Although, except for these influences, the control variables in this study did not have moderating effects on other relationships, the results of the multi-group analysis still underscore the significant role of control variables in the relationships among PSS, CA, CDMSE, and CS in the early careers of college graduates. These moderating effects provide valuable insights, aiding in the comprehension of differences between groups and providing support for individualized intervention and support measures.

Limitations and future study

This study, like all others, possesses limitations that must be considered. To begin with, it was a cross-sectional study, which calls for caution in interpreting causality. Although the data support the model’s hypothesized relationships, future research must confirm the precise directionality of these associations through longitudinal sampling. In addition, even though the type or field of work does not restrict the size of the sample of this investigation, the group size of certain types is insufficient; therefore, caution ought to be practiced while extending the results to the entire population. Future research should replicate these results with larger sample sizes. In addition, self-reporting methods were used to obtain the data for this study, which may have exposed them to reporting bias. Similarly, factors that may have influenced the participants’ subjective experience, such as family circumstances and marital status, were not investigated. To ensure that the results are pertinent to all occupational categories, future research may need to employ a sample that is more balanced and comprehensive.
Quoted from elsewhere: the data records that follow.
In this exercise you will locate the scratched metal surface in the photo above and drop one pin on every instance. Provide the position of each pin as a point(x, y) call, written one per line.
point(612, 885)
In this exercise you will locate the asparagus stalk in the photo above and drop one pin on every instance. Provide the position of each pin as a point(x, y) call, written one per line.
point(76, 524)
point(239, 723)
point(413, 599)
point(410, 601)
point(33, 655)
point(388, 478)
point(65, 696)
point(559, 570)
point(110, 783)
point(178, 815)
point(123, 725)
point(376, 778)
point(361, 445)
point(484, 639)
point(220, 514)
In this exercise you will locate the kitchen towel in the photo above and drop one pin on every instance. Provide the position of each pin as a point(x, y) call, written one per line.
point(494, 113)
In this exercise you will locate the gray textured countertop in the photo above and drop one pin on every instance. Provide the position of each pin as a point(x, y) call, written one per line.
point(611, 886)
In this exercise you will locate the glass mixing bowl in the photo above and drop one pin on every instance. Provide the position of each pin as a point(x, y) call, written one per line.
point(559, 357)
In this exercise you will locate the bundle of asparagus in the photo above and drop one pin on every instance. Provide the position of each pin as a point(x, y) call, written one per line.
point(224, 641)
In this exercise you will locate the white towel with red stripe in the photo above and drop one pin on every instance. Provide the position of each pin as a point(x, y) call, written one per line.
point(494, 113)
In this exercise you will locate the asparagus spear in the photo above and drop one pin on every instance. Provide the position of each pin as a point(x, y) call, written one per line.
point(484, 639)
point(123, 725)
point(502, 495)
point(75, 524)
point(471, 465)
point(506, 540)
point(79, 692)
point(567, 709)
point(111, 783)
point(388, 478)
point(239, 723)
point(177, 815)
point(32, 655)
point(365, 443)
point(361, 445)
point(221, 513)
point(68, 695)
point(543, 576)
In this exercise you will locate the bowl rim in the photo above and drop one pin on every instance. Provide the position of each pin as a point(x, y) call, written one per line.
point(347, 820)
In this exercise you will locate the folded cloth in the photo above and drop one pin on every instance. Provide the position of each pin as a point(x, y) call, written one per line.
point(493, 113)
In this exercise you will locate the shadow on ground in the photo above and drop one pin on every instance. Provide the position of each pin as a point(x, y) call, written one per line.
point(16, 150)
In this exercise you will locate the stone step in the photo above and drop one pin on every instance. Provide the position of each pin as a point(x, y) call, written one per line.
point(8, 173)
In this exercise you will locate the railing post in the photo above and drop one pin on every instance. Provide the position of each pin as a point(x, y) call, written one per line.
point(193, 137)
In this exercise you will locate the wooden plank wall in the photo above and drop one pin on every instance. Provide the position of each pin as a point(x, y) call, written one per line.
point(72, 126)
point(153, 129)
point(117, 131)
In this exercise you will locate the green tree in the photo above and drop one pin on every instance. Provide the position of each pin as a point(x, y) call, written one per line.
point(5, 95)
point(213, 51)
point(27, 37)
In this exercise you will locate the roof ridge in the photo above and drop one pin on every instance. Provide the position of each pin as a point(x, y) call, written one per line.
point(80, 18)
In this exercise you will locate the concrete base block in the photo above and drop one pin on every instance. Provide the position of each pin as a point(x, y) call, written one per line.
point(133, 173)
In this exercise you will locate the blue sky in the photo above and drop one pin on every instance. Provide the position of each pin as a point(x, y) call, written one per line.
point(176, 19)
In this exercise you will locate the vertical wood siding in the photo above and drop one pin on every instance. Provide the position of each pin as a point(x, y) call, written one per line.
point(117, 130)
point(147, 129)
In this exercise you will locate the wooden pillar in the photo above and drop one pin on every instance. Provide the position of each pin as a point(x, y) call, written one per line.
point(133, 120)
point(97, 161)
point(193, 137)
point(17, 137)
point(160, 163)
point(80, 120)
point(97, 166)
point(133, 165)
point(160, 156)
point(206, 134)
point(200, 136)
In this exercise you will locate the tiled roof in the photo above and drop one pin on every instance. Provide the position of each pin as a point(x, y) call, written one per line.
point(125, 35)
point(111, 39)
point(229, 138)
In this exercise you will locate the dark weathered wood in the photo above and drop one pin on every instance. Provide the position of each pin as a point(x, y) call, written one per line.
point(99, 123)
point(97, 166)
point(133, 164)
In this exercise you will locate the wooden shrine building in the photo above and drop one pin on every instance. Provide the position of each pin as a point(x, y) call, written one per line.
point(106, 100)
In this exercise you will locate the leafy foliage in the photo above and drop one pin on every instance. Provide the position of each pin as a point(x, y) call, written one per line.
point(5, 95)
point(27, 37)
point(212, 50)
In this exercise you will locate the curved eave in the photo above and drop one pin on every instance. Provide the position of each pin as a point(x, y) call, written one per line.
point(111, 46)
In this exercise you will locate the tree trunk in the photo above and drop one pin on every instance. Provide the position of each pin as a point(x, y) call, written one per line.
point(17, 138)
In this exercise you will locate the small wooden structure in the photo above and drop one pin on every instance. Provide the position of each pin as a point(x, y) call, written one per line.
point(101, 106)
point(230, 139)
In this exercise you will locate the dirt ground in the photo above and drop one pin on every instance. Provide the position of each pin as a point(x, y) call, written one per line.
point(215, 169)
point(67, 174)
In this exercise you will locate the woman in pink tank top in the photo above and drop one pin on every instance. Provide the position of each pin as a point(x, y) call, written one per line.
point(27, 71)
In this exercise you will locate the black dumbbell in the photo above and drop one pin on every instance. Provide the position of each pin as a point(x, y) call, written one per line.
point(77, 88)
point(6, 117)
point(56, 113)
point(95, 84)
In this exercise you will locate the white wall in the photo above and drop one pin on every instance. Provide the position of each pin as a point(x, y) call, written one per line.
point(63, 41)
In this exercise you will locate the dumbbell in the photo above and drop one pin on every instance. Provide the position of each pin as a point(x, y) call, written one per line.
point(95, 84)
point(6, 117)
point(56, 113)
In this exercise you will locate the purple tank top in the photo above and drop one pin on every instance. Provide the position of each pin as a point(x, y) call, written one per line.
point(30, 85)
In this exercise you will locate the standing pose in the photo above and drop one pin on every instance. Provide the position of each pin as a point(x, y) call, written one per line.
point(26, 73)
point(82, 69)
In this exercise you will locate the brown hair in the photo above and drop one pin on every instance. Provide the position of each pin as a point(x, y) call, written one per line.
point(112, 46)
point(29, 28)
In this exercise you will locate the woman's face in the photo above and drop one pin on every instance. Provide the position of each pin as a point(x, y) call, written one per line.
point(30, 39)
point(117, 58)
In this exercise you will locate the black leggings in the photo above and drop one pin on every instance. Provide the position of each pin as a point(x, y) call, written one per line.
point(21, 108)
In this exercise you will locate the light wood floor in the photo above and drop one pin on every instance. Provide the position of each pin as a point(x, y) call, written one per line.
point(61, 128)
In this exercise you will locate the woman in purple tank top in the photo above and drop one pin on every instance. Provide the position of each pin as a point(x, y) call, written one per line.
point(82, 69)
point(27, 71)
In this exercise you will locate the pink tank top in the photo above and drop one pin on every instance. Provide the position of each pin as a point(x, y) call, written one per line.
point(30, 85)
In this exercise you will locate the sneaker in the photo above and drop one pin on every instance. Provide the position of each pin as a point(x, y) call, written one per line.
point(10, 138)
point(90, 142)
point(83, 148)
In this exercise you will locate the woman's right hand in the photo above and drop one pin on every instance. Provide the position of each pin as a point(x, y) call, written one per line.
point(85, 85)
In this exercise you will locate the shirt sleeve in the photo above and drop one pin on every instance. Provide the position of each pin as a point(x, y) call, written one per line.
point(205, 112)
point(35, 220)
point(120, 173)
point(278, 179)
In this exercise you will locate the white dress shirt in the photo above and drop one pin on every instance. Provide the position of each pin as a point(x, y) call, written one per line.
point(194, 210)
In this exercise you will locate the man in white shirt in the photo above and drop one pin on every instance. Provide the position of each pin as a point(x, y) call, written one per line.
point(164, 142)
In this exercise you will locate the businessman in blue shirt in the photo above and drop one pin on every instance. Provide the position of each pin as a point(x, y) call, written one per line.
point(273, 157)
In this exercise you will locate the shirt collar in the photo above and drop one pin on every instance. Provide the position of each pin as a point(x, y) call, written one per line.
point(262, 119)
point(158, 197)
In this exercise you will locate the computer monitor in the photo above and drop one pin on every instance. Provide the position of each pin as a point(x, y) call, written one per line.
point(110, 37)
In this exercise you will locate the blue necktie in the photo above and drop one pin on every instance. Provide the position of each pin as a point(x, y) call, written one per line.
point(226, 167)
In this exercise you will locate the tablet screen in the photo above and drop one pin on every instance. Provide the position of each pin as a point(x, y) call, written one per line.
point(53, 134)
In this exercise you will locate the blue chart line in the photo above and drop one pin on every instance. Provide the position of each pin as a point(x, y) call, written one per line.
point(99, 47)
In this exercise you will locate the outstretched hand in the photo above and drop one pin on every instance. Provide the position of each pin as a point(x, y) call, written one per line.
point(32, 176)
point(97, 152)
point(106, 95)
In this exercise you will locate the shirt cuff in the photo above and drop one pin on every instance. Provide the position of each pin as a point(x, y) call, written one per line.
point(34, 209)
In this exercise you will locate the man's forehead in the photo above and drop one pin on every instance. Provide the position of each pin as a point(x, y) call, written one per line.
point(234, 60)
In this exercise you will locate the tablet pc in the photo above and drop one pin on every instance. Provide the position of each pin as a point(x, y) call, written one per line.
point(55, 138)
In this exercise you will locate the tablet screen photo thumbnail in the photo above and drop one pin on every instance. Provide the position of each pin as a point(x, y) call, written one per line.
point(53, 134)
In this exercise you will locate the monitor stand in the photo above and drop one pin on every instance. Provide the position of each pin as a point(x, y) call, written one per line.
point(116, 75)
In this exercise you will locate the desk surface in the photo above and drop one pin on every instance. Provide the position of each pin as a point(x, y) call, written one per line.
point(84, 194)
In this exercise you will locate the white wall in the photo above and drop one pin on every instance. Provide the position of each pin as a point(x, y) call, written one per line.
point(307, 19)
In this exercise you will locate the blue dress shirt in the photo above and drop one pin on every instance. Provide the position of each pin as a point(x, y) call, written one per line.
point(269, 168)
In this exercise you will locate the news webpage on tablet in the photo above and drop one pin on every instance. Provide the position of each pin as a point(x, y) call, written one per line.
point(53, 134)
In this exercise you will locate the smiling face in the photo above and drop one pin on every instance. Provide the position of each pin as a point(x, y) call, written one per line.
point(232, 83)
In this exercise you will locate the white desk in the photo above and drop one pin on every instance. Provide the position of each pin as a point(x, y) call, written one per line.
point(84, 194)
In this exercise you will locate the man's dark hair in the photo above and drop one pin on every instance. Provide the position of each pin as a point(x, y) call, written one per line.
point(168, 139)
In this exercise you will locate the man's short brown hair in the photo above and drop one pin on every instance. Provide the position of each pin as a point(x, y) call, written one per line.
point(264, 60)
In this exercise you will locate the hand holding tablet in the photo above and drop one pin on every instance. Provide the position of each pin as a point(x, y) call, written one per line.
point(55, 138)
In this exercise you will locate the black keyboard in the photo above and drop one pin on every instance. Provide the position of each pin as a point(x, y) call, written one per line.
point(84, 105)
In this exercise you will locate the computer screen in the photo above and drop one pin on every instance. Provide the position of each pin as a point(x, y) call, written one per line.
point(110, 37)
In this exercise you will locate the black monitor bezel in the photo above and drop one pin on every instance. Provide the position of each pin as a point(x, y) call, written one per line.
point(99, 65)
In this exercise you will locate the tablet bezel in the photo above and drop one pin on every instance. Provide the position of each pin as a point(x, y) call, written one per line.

Obviously, for the customization of support and intervention measures, training on various dimensions of PSS, CA, and CDMSE, as well as evaluating their efficacy, could be considered areas for further study.

Conclusion

In the swiftly changing, globalized world of today, the need to effectively manage constant change and uncertainty is becoming more and more pressing. In this context, this study reveals the positive and significant impact of PSS, CA, and CDMSE on the CS of Chinese college graduates in the early stages of their careers. Notable is the significant role that CA and CDMSE play as mediators in the relationship between PSS and CS. This means that our research findings emphasize the crucial role of CA and CDMSE in enhancing the positive relationship between PSS and CS. These findings have important practical implications for the development of CA support and intervention measures tailored to college students, aiming to meet the demands of the modern workplace.